Bende dün yapmış olduğumuz biber salçasının ocakta kaynatma işleri hazırlatıp kavanozlara koyma işlemlerini yaparken Işıl’ın sesini duydum “anne seni arabayla götürmeye geldim hadi hazırlan sistem süper” diyordu, Işıl’ ın bu heyecanı beni meraklandırdı ve komşum Aysel hanıma seslenerek (kendisi çok hamarattır, sitemizdeki tiramisu tarifini izleyebilirsiniz) beraber, elimle belime destek vererek, araba ile gittik.

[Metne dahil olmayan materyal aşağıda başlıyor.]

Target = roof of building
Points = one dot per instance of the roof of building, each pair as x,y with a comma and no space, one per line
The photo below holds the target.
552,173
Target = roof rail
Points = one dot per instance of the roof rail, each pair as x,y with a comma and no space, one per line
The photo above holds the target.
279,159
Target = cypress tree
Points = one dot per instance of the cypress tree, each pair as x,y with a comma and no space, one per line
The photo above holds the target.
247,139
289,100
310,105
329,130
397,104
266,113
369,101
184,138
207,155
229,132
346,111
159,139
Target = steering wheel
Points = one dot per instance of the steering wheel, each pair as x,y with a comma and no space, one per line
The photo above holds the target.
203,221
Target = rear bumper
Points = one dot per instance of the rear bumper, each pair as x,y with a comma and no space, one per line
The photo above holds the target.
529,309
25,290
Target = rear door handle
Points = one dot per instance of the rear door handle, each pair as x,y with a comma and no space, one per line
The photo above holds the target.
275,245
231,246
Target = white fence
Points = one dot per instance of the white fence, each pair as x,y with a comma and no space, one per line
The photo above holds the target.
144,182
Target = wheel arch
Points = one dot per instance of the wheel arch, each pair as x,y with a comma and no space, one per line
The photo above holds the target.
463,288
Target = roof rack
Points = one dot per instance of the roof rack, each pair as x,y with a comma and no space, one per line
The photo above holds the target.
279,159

Kaptanın evine vardığımızda manzara harikaydı. Eskiden kalma , mahalleli ile hep birlikte yapılan imece usulü işler gözümün önüne geldi. Herkesin işi hem birlikte, hem de sohbet sırasında zamanın nasıl geçtiği anlaşılmadan biterdi. Salça yapım makinesinin etrafında da bir kaç kişi çalışıyordu. Bildiğimiz kıyma öğütme makinesi aslında. Bir komşu , önceden çekirdeklerinden ayıkladığı biberleri makineye atıyor, diğer bir komşu tokmakla biberleri ağızdan içeriye iteliyordu. Biz ikinci aşamaya yetişebilmişiz. Asiye hanım’ ın anlattığına göre, birinci aşamada daha kalın bıçak kullanılıp ufalanan biberler, ikinci aşamada bıçak değiştirilerek bir hortum yardımıyla kovalara dökülüyordu.

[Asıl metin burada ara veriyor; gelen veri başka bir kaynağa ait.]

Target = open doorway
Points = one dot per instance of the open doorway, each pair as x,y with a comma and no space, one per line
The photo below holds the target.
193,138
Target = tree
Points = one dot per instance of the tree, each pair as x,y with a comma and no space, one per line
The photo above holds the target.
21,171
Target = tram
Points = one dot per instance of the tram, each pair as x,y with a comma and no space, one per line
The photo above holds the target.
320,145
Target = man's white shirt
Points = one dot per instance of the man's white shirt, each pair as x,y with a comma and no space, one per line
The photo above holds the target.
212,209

Bir yandan sohbetler, eski günleri yad etmeler, herkesin dilinde “ne güzeldi eski günler söylemi”…Aslında , işte o anlar biz de özlediğimiz eski günleri yaşıyor idik. Kimse farkında değildi, ama zaman makinesine binip hep birlikte geriye doğru yol almıştık adeta.
Kalabalığı gören iki komşu daha gelince keyfimiz de arttı. Bir komşu Bursa yemeklerinden, diğeri Gaziantep yemeklerinden bahsediyordu. Nedime hanın çok çalışkan ve yaptığı işten hoşlandığı ve nar çiftliği, zeytin ağaçlarını çapalama işinden, hazırlıklarından bahsederken gözlerinin içi gülüyordu. Ve bu güzel sohbetler akıp giderken salçalar da hazır olmuştu. Bu arada Nedime hanımın çok lezzetli yemekler yaptığını da öğrenmiş olduk.Tenekede tavuk kebabından bahsedildi, kendisinden yöresel bir yemek çekimi için söz aldık. Tüm işler bitince yine beraberce makine temizliği yapıldı, yıkandı malzemeler toplandı ve kısa sürede tüm işler tamamlanmıştı.

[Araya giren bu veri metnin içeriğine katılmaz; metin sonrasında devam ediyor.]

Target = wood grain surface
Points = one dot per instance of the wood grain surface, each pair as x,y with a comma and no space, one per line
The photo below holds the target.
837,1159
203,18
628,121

Herkes evine dönerken, en yakın zamanda yeniden görüşmek dileğiyle vedalaştı. Ve eskiye duyulan özlem aslında herkesin gözlerinin içinden okunuyordu. Işıl, Asiye hanımın hazırladığı tarhananın , mayalanmış halinin çekimi için kaldığı için, biz Aysel hanımla yürüyerek geri döndük. Yolda yürürken de, “eğer çocukluğumuzda yaşadıklarımızı artık çocuklarımıza yaşatamıyorsak, çok yazık olmuş kültürümüze” diye söylenip üzüldük…
Ne gelir ki elden…Biz sitemizde kültürümüzü buraya kadar yaşatabiliyoruz.Ancak gerçekten bizler o günleri yaşamış olsak bile bu kadar uzaklaşmışsak o günlere, şimdiki genç nesle ne diyebiliriz ki!
Bu güzellikleri tekrara yaşamak için hepimizin üstüne düşen görevler var, bizi biz yapan değerlerimize sahip çıkalım.
Komşusu aç yatan bizden değildir, sözünü hep hatırlayalım, paylaşım ille parayla olmaz, bir güler yüzle merhaba bile, çok hoşa gider.
Yaşlı bir komşunun bir ihtiyacı var mı? diye sormak . Varsa gidermek ne güzel mutluluk verir İnsana .Bu duyguyu yaşamayı nasip etsin her kula. Yaşamak lazım yaşatmak lazım.